Image Source: flickrDanny Boyle was given a daunting responsibility: staging the first opening ceremony of a summer Olympics after Beijing in 2008 set a standard that seems unreachable in any other country. So he did the only thing he could do – change the whole tone and dynamic. He did it brilliantly, and with critical infusions of humor.
– The Queen and Bond. Greatness. Daniel Craig did a phenomenal job of being both Bond and Daniel Craig, playing the part tongue in cheek yet with Bond-ian style.
– Boyle’s most creative moment I thought was the inclusion of Rowan Atkinson on the Chariots of Fire sequence. You have no choice but to include Chariots of Fire in an opening ceremony for an Olympics in the UK, but it would be really hard to do in a non-clichéd and non-boring way. The silent comedy of Atkinson was the perfect device.
– I understand the U.N.’s reasons for referring to the country as the “Former Yugoslav Republic of Macedonia.” But can we at least let them walk in the parade of nations under the “M’s” rather than under “F’s?” Talk about confusing a crowd. And it does raise the question of where Prince would have marched in his “The Artist Formerly Known As” days if he had been in a parade of nations.
– I loved Maria Sharapova as the Russian flag bearer. What a contrast to Soviet times when the flag bearer would be some man-mountain like Vasily Alekseyev or Aleksandr Karelin.
– I also loved the choice of fencer Mariel Zagunis as the U.S. flag bearer.

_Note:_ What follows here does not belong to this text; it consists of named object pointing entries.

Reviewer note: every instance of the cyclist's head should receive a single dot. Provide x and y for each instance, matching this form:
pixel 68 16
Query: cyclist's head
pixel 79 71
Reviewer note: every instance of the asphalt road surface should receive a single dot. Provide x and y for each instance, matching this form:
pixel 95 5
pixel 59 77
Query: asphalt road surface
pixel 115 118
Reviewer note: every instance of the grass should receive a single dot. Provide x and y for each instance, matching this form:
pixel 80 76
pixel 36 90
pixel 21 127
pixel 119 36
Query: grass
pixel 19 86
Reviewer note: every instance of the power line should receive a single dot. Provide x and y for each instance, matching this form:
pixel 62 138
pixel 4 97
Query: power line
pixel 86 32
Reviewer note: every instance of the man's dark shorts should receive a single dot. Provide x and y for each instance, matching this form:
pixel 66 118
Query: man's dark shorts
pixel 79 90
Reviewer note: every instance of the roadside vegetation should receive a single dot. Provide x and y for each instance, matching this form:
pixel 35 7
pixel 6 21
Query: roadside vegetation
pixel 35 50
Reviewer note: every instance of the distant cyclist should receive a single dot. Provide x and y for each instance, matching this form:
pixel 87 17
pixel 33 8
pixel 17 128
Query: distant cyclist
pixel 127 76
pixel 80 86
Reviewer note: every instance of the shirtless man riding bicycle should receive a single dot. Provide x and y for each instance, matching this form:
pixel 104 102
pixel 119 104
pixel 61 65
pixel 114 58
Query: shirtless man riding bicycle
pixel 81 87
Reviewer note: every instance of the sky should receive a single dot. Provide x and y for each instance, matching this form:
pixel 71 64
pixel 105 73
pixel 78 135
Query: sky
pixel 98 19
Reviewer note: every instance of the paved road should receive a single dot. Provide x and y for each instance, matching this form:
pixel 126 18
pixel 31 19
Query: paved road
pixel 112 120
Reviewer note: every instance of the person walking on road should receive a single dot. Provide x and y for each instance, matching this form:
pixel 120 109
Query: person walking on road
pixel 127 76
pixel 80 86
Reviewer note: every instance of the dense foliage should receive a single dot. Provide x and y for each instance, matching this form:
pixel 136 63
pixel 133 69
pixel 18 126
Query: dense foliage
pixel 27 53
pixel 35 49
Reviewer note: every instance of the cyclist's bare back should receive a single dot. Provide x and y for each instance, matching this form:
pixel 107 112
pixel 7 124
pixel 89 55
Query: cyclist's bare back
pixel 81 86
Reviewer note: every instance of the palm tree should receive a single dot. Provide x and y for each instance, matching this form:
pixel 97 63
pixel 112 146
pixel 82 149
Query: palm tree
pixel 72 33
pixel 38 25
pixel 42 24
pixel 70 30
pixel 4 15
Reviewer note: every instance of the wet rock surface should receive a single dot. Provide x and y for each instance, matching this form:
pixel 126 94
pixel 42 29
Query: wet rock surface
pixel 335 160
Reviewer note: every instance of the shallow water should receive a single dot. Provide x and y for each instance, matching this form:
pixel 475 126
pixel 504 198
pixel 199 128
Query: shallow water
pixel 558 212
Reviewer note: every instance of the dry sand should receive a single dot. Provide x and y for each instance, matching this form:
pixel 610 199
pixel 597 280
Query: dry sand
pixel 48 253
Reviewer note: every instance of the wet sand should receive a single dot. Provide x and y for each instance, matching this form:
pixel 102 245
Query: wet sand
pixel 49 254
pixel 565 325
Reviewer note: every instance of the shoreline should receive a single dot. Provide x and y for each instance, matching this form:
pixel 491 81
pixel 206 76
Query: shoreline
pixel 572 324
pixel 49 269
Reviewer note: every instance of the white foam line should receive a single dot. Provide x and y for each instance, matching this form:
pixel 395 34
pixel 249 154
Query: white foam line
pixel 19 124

It’s a great concept to have the U.S. athletes themselves make the choice, and the athletes get it right. They always make the decision based on Olympian reasons, not pop culture reasons.
– You get the feeling that Bob Costas lives for the parade of nations, though he is at his best ad libbing rather than making the comments he has spent many months preparing.
– You rarely see the Secretary General of the U.N. blending in with 7 other flag bearers, but that’s exactly what Ban Ki-moon did, thereby signaling that the work of his fellow bearers of the Olympic flag is equal to his own. A wonderful show of humility (and on the same night that the Queen displayed her sense of humor).
– This was not the best deployment of Muhammad Ali. The stopping of the Olympic flag procession beside Ali was somewhat gratuitous. He had his Olympic coronation in Atlanta in 1996 – a remarkable Olympic moment. If Ali lighting the Olympic flame at the 1996 Atlanta Olympics was akin to the Thrilla in Manila, his appearance in these opening ceremonies was akin to the Drama in Bahama – his last fight against Trevor Berbick in 1981; a fight that never should have happened.
– Steve Redgrave was the right choice to be the last torchbearer, and I am okay with the person who actually lights the cauldron being a symbolic choice, as it was this year with the 7 aspiring athletes. There have been similar sorts of choices in years past, one of the most poignant being a French-Canadian teenager at the Montreal Olympics of 1976 by the name of Stephane Prefontaine, evoking memories of the American track star of the same name who died in a car accident the year before.
– When Redgrave entered the stadium, I could not imagine what person would light the flame who had more British Olympian credentials than he did, so I was prepared to be disappointed by the choice. I mean, how can you beat 5 gold medals in 5 successive Olympics? The only two persons who came to mind were Roger Bannister (who never won an Olympic medal) and Sebastian Coe himself, who is the Chairman if the London 2012 organizing committee. But I could not picture Lord Coe pulling a Dick Cheney. Cheney, of course, was selected by George W. Bush to head the selection committee for his Vice-Presidential nominee. And who was selected? Cheney. Glad LOCOG did not follow suit.
– Pink Floyd’s “Eclipse” blasting out through the stadium during the fireworks show was fantastic. I learned today that the noise supposedly kept awake Michael Phelps and other Olympians who did not participate in the opening ceremonies due to competition the next morning. But if there is one guy in the Olympic village who I would think might appreciate “Dark Side of the Moon” after midnight, it’s Michael Phelps.
– I hate to say it, but the day may have finally arrived when Paul McCartney is past his expiration date. A shaky start to “Hey Jude” and the whole thing seemed to be a comedown from the powerful “Eclipse” moments. It should have ended there.
But all in all, a remarkable, well conceived and well delivered kick-off to what I expect will be 16 more days of exhilarating moments.